7. Diplomasi Preventif
Prinsip diplomasi preventif adalh membuat jarak dengan kepentingan langsung sebuah negara untuk memberikan bantuan moril atau materil. Diplomasi preventif lebih dari sekedar menyelamatkan dunia tetapi mencegah agar tidak terisolasi dari masyarakat internasional. Diploamsi preventif layaknya sebagai obat pencegah yang bertujuan mencegah penyakit sebelum mengobati. Dewasa ini dunia telah menjadi sebuah global village. Telekomunikasi membuat perbatasan negara semakin memudar, polusi tidak mengenal perbatasan laut atau batasan daratan, dan perekonomian negara bergantung sepenuhnya pada sistem perekonomian dunia.
8. Diplomasi publik
Diplomasi publik adalah salah satu faktor yang sangat penting dalam menunjang keberhasilan diplomasi jalur pertama yang dilakukan oleh wakil-wakil pemerintah.

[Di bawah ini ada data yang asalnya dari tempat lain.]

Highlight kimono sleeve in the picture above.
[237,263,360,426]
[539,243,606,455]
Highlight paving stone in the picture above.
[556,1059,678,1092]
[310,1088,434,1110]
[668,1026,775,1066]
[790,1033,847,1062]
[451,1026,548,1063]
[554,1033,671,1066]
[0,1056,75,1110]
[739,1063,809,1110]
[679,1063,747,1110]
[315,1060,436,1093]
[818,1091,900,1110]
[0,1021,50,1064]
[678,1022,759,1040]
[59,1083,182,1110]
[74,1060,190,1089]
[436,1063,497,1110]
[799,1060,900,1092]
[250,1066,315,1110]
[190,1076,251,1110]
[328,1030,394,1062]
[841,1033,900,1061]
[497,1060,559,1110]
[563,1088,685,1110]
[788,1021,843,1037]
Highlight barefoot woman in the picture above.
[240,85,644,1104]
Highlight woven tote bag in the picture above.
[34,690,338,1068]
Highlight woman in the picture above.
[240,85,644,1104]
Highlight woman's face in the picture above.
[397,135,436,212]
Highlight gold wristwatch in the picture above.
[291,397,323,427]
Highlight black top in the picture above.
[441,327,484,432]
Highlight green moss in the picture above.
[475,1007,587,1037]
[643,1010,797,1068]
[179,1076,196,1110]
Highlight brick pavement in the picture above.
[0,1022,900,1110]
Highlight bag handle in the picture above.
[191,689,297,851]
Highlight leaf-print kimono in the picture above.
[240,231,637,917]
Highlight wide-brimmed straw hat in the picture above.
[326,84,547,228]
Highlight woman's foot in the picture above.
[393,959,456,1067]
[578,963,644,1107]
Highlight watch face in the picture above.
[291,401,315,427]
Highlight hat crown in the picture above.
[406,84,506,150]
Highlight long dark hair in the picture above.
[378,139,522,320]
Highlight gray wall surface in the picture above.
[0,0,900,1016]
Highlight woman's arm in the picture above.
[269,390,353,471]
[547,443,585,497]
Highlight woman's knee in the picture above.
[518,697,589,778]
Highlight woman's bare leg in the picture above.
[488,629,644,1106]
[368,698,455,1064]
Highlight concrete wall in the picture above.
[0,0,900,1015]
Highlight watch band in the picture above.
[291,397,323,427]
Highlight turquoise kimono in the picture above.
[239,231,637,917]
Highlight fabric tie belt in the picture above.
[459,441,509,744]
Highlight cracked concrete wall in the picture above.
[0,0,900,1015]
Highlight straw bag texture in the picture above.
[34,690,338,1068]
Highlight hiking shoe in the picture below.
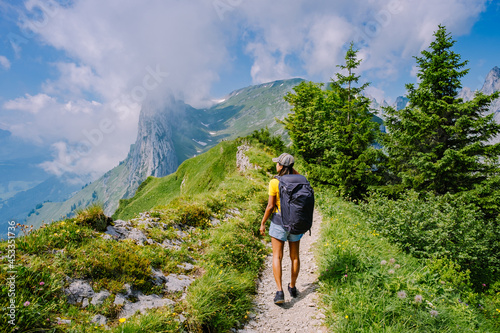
[274,290,285,304]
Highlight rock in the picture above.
[165,274,193,292]
[82,298,89,308]
[90,315,108,325]
[177,230,187,238]
[177,262,194,272]
[151,267,167,286]
[114,294,127,305]
[90,290,111,305]
[209,216,220,227]
[118,293,175,318]
[123,283,135,297]
[227,208,241,215]
[236,144,254,172]
[160,239,182,250]
[56,317,71,325]
[127,228,147,245]
[64,280,94,304]
[103,225,121,238]
[113,220,131,228]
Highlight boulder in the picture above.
[90,290,111,305]
[118,293,175,318]
[165,274,193,292]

Pentingnya diplomasi publik Globalisasi dan revolusi teknologi yang terjadi dewasa ini telah membawa konsekuanesi langsung pada praktik diplomasi. Diplomasi publik telah berkembang pesat terutama dalam dua dekade akhir. Diplomasi publik bukan berarti menggantikan tapi melengkapi upaya-upaya yang dilakukan oleh pemertintah dalam diplomasi tradisional. Diplomasi publik bertujuan untuk menumbuhkan opini masyarakat di negara lain melalui interaksi dengan kelompok-kelompok kepentingan. Strategi dalam diplomasi publik Dalam pelaksanaannya, diplomasi publik memerlukan strategi yang didasarkan pada tujuan politik luar negeri. Misalnya menyangkut negara/kawasan sasarandari program, penunjukan aktor utama dan program.